No es necesario “volver a estar perfecto” inmediatamente.

Muchas veces el proceso consiste en permitir que el cuerpo vuelva a regularse progresivamente.

Recordar que las sensaciones son temporales

Aunque la sensación posterior sea incómoda, suele disminuir con el tiempo.

La activación no se mantiene para siempre.

Evitar interpretar cada sensación como peligrosa

Después de un ataque, el cuerpo puede sentirse más sensible.

Eso no significa necesariamente que algo malo esté ocurriendo.

Comprender lo que ocurrió

Entender que el ataque de pánico es una activación intensa del sistema de alerta ayuda a reducir el miedo posterior.

Cuando la persona comprende que:

  • el cuerpo reaccionó a ansiedad intensa

  • los síntomas son reales pero temporales

  • el sistema nervioso necesita recuperarse

  • la sensación posterior es común

la experiencia deja de sentirse tan amenazante.

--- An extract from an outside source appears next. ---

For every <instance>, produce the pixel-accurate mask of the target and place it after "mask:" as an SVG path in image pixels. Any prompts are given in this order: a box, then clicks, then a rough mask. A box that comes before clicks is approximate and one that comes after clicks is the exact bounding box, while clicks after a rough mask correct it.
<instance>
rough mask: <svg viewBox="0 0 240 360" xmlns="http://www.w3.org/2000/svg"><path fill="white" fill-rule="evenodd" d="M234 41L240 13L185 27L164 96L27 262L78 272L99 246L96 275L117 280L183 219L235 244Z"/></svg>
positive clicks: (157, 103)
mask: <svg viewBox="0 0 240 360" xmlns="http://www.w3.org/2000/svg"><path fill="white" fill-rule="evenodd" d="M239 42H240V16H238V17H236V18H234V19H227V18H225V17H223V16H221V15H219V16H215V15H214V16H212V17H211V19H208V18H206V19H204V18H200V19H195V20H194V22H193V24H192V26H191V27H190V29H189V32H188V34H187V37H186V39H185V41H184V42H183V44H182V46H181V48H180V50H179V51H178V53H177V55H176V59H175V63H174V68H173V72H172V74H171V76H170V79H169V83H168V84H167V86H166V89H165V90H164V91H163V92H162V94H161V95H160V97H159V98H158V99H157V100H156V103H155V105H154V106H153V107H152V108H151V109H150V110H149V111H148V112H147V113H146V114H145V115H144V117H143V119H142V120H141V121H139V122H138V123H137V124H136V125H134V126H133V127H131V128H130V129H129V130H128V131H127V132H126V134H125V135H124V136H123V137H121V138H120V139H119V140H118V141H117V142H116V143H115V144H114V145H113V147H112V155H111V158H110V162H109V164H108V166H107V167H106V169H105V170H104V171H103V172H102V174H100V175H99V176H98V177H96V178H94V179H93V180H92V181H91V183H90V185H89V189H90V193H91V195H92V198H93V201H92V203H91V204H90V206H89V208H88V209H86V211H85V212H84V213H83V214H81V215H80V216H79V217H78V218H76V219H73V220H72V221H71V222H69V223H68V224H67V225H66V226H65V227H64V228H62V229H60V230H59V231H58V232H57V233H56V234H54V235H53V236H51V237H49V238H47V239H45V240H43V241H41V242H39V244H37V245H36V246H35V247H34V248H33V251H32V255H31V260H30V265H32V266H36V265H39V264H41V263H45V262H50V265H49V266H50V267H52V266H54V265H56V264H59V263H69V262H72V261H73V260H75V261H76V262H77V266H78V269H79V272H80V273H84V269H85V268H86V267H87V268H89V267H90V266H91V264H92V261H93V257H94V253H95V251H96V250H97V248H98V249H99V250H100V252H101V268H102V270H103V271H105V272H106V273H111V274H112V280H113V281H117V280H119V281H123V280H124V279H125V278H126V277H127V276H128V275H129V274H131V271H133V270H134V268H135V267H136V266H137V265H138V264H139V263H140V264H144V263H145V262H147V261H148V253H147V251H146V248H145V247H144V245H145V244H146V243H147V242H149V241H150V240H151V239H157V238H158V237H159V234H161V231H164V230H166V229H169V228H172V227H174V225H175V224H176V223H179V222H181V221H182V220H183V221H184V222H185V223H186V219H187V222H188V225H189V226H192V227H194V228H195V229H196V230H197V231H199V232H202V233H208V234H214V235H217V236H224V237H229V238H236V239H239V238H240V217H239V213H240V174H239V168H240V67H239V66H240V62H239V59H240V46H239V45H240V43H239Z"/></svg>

Un proceso que puede mejorar

Con el tiempo, muchas personas logran:

  • reducir el miedo al pánico

  • entender mejor sus síntomas

  • sentirse más seguras frente a las sensaciones físicas

  • disminuir la ansiedad anticipatoria

  • recuperar actividades evitadas

  • reducir la frecuencia de los ataques

La clave suele estar en cambiar la relación con las sensaciones físicas y dejar de interpretarlas como una amenaza constante.

Tratamiento psicológico para ataques de pánico

La terapia psicológica puede ayudar a:

  • comprender el funcionamiento del pánico

  • identificar factores que mantienen la ansiedad

  • trabajar pensamientos catastróficos

  • reducir la hipervigilancia corporal

  • aprender regulación emocional

  • disminuir el miedo a las sensaciones físicas

Algunas herramientas utilizadas incluyen:

  • terapia cognitivo-conductual

  • psicoeducación sobre ansiedad

  • mindfulness

  • técnicas de regulación fisiológica

  • exposición gradual

Cuándo buscar ayuda

Si después de los ataques de pánico quedas con miedo constante, sensación de vulnerabilidad o preocupación persistente, puede ser importante buscar apoyo profesional.

También es recomendable consultar si:

  • los episodios son frecuentes

  • estás evitando lugares o situaciones

  • el miedo al ataque limita tu vida

  • la ansiedad se mantiene incluso entre episodios

Un psicólogo puede ayudarte a comprender lo que ocurre, reducir el miedo asociado a los síntomas y desarrollar herramientas para recuperar tranquilidad y seguridad.